One of the problems which emerged early on, though, was the problem of files which disappear from their original location. To work around this, the Distfiles portion of the project was started. Distfiles was originally shared between Fink and MacPorts (formerly DarwinPorts) but is now solely a Fink operation; it is currently hosted at opendarwin.org, with mirror sites located elsewhere.
A few times a day, the distfiles server downloads updated copies of the package databases of fink and darwinports, examines them for new sourcefiles, and attempts to download those sourcefiles. (The small handful of fink packages whose source files cannot be redistritubted freely are excluded from these downloads.) Integrity checking is done with MD5 checksums.
The fink software, in turn, gives users the option of searching this "distfiles" location, either before or after searching the original location. Most users elect to do this searching before, which makes the "distfiles" location the default download location for software for most fink users.

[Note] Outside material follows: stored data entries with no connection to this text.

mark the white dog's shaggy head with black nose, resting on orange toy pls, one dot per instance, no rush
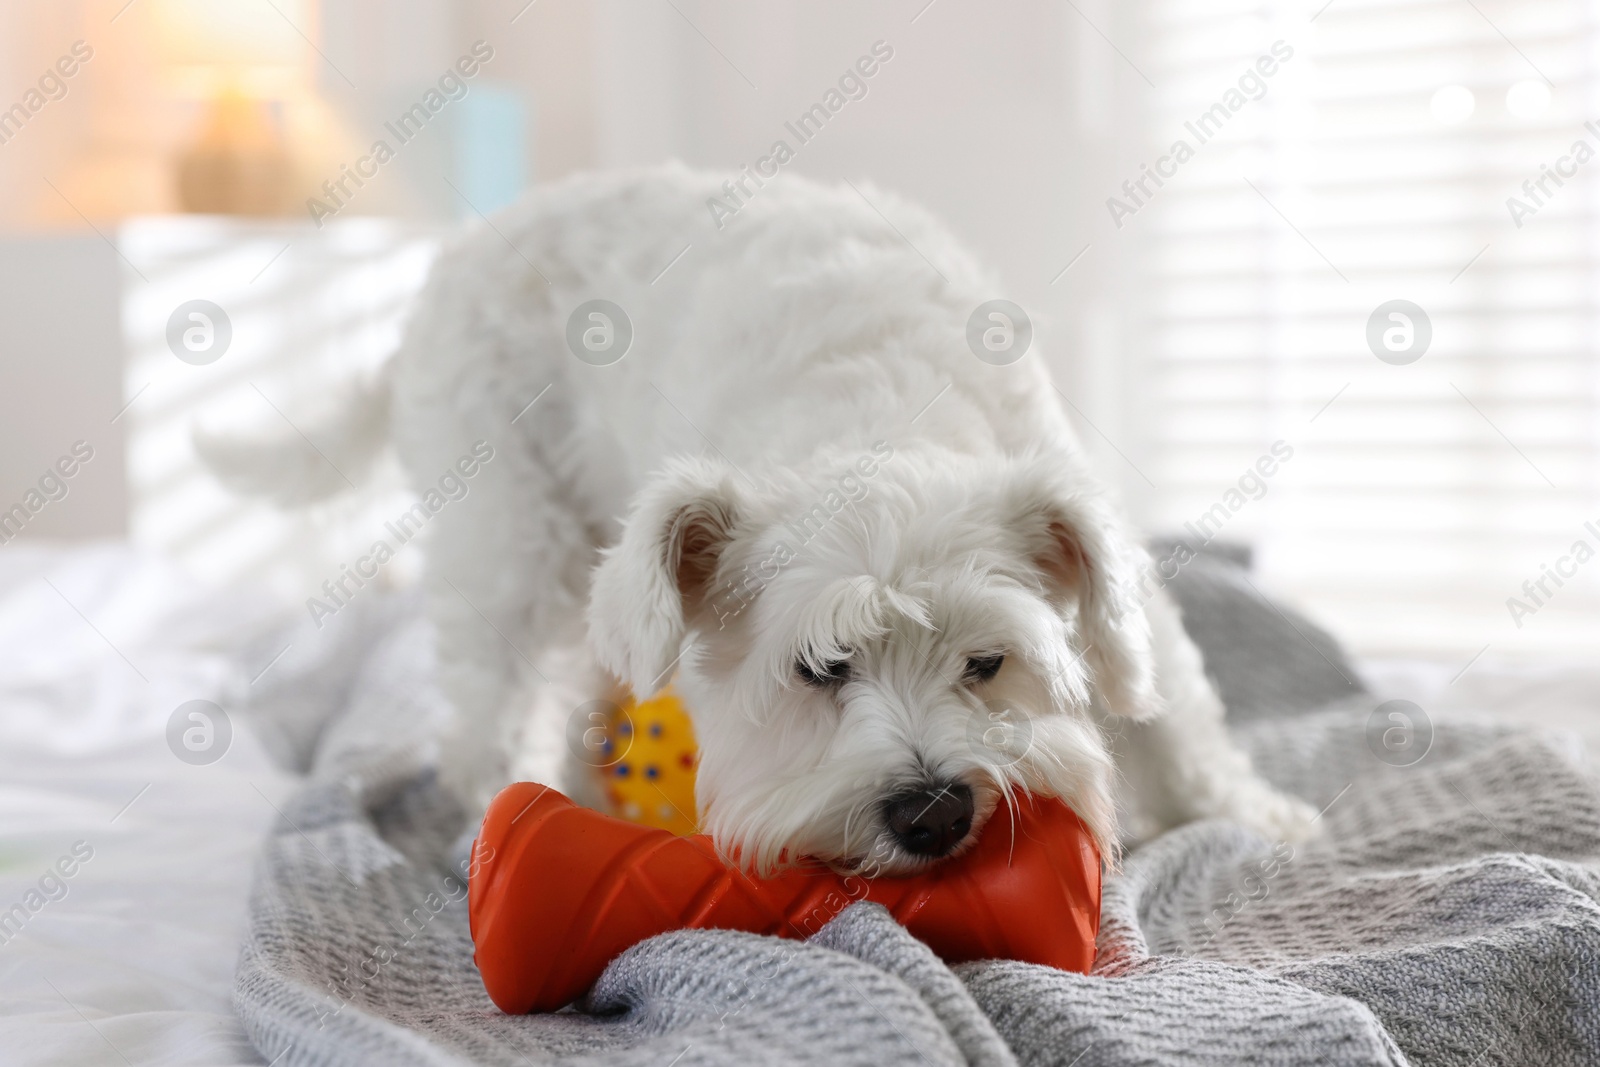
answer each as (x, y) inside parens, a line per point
(882, 655)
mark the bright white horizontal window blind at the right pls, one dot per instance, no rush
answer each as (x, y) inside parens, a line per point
(1423, 497)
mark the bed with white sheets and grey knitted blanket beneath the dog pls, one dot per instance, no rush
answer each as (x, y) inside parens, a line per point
(185, 933)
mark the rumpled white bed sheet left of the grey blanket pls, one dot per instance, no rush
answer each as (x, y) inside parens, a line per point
(137, 962)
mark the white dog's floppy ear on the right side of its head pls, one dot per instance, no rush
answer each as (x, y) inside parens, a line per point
(1084, 554)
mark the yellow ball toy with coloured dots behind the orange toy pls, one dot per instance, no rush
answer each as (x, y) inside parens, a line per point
(650, 764)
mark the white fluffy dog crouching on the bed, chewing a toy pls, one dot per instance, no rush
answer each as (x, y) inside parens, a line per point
(876, 565)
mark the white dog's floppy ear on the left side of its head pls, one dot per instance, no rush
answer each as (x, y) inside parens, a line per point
(660, 572)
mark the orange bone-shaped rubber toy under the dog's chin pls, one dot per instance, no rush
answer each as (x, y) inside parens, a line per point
(558, 892)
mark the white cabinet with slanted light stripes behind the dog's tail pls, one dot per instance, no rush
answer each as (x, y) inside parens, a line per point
(310, 310)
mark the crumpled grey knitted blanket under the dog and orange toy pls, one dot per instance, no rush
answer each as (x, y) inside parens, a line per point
(1446, 916)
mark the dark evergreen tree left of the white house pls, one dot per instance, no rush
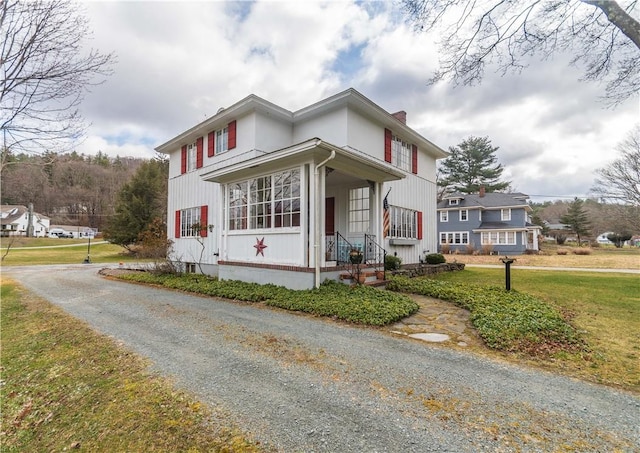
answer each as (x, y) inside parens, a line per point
(140, 202)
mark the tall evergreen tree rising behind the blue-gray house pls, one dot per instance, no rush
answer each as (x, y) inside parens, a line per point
(472, 164)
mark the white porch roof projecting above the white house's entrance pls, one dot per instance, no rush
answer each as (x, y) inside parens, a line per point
(346, 160)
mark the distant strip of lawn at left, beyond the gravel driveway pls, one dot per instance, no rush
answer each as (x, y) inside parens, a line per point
(34, 251)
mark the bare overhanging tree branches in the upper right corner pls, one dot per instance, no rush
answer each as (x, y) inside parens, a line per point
(600, 34)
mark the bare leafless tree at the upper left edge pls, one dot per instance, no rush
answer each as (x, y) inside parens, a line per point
(45, 74)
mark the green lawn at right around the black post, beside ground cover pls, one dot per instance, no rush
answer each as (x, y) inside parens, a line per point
(604, 307)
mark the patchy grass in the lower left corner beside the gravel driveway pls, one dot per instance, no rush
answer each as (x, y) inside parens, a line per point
(65, 387)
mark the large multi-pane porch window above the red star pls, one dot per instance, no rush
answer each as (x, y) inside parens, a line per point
(266, 202)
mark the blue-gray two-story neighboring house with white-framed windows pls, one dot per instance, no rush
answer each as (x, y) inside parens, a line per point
(499, 223)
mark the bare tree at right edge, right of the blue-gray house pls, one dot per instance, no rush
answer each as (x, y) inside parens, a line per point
(619, 182)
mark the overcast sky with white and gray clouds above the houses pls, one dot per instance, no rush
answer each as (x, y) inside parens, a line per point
(178, 63)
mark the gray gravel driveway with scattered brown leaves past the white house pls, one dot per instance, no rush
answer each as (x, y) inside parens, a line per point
(301, 384)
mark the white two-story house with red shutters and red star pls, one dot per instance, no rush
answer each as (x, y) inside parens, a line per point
(259, 193)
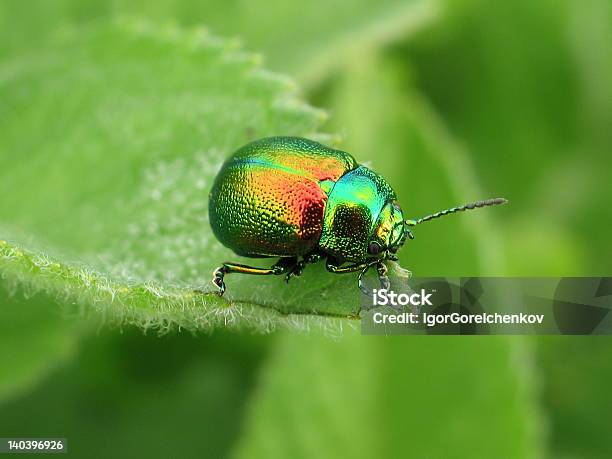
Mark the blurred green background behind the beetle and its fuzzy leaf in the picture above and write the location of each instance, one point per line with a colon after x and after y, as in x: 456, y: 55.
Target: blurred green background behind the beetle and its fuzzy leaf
x: 451, y: 101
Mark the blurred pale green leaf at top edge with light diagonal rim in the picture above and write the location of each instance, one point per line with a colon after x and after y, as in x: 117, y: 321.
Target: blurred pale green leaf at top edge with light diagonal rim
x: 311, y: 39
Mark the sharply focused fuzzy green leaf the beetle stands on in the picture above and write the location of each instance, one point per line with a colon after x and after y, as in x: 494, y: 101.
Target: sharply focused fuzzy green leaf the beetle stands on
x: 111, y: 142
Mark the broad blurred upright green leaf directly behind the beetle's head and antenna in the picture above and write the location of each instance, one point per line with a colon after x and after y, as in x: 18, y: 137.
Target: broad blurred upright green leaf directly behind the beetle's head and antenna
x: 392, y: 396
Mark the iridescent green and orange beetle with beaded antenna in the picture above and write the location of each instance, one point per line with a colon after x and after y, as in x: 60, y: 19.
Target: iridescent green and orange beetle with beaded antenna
x: 301, y: 202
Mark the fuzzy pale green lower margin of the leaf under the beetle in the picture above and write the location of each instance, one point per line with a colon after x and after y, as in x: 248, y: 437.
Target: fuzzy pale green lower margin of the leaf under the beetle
x: 149, y: 305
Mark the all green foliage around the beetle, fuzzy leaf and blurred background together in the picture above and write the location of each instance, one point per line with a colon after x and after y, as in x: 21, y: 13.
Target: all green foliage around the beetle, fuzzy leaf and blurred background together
x: 110, y: 135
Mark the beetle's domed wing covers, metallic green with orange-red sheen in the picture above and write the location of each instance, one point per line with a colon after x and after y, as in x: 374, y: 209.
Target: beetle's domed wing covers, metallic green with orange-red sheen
x: 269, y: 198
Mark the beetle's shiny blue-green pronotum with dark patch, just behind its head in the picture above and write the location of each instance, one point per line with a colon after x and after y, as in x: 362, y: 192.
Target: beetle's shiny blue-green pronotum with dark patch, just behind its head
x: 352, y: 213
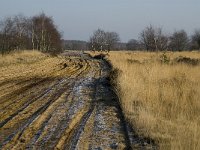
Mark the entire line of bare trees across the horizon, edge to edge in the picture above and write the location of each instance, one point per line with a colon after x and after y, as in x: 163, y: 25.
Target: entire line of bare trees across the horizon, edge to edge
x: 39, y: 32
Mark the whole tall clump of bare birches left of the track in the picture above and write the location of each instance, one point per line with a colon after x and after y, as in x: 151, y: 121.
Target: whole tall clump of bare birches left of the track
x: 36, y: 32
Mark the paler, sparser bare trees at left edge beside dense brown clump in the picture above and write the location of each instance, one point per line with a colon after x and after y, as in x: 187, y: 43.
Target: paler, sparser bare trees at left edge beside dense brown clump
x: 14, y: 33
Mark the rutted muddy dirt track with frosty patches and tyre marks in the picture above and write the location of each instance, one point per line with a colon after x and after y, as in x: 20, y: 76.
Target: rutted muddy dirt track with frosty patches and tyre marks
x: 78, y: 110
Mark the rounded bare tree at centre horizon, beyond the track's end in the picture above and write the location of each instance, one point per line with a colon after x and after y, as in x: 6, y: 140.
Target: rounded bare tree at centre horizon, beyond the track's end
x: 101, y: 40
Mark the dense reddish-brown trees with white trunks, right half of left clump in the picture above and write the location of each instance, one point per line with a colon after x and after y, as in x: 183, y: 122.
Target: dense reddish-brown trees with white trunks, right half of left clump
x: 45, y: 36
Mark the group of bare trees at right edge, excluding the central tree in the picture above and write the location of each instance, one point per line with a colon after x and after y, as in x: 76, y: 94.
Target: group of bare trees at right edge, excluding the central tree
x: 153, y: 39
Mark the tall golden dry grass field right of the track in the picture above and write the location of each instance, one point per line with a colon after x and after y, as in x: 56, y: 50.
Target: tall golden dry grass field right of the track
x: 161, y: 98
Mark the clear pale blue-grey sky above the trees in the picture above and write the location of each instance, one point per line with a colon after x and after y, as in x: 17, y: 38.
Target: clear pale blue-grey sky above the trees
x: 77, y: 19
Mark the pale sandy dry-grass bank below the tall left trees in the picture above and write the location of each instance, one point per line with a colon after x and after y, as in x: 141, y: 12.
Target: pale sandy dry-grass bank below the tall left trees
x: 31, y: 64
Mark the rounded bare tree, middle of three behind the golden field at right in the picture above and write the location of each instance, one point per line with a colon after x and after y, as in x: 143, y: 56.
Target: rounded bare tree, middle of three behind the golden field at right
x: 179, y: 41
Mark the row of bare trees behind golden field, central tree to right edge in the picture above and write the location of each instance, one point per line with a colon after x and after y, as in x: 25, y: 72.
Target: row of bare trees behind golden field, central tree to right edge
x: 150, y: 39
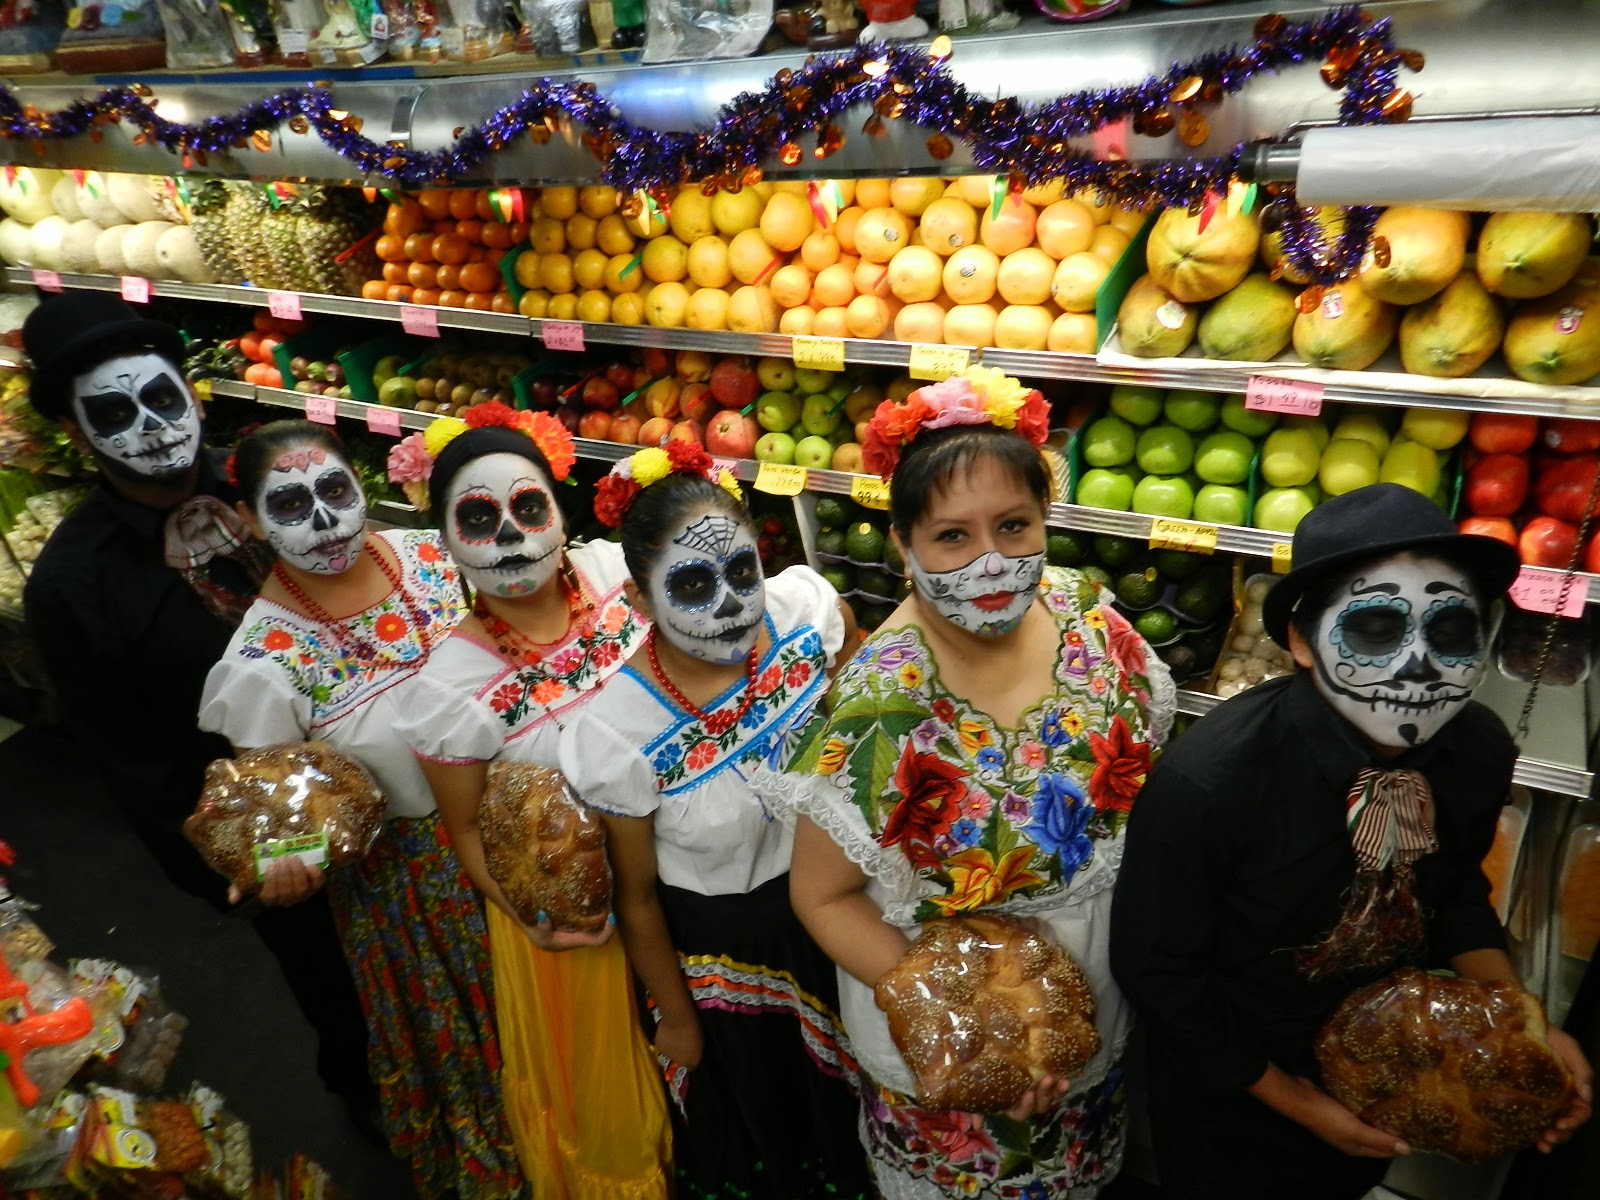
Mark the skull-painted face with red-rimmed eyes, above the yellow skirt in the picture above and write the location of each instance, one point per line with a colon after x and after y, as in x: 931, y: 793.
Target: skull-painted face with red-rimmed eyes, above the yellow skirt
x: 505, y: 530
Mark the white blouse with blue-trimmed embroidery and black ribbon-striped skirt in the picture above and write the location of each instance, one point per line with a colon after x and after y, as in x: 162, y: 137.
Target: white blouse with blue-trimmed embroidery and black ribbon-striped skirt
x: 770, y: 1110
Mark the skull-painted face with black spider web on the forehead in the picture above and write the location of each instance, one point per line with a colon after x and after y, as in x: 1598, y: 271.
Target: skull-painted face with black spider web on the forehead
x: 708, y: 594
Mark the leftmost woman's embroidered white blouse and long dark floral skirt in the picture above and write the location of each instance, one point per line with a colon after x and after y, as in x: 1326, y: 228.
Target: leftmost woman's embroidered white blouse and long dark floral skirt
x: 412, y: 926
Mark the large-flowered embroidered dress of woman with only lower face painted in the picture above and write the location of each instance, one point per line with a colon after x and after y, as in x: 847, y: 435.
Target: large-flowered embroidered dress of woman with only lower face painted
x: 951, y: 814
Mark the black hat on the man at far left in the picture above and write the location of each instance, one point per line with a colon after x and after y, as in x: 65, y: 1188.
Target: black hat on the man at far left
x: 79, y: 330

The distfiles repository layout is in the form of /<hash-algorithm>/<hash>/<filename>. For example: /md5/98800eaa4803fa5531eb74ad04f6c429/Font-TTF-0.35.tar.gz. Files should exist in all directories of all supported hashing functions through symlinks, although md5 is currently the only supported hashing function. For compatibility, the latest version (encountered by the mirroring script most recently) of a filename will appear in /, so Font-TTF-0.35.tar.gz would exist in it's hashed location as well as /Font-TTF-0.35.tar.gz, assuming it is the latest version of that filename. The hash and hash algorithm in the file path was implemented to deal with multiple files with the same filename but different hashes. This also keeps track of multiple files with the same hash, but different filenames. Note that files with the same hash are stored multiple times. This is to avoid problems with hash and name collisions, but different content. Distfile information is also stored in a mysql database on the file server. This is both a performance optimization and a management convenience. It is an optimization so all previous files and their hashes can be retrieved easily without need for recomputing their hash from the filesystem on every run of the script. Fink's input to the distfiles mirroring script is through the fetchall -i --dry-run interface from fink, and depends on the output format not changing.
The distfiles mirroring script is currently in CVS under scripts/distfiles/newmirror. The script is run periodically on the master distfiles machine. The script iterates through various config files, one for each supported Tree, and one for each branch (stable/unstable). Information about downloaded distfiles is stored in a mysql database. This prevents needing to re-checksum files on disk to compare if the .info file's checksum has changed from what was last downloaded.
To Do: There should be a periodic examination of the entire fink package database, to see if the download locations are still accurate. In cases in which the file is no longer available at the original location, the package maintainer should be notified (in situations where the upstream source is no longer available at all, the distfiles site can be used as the primary site).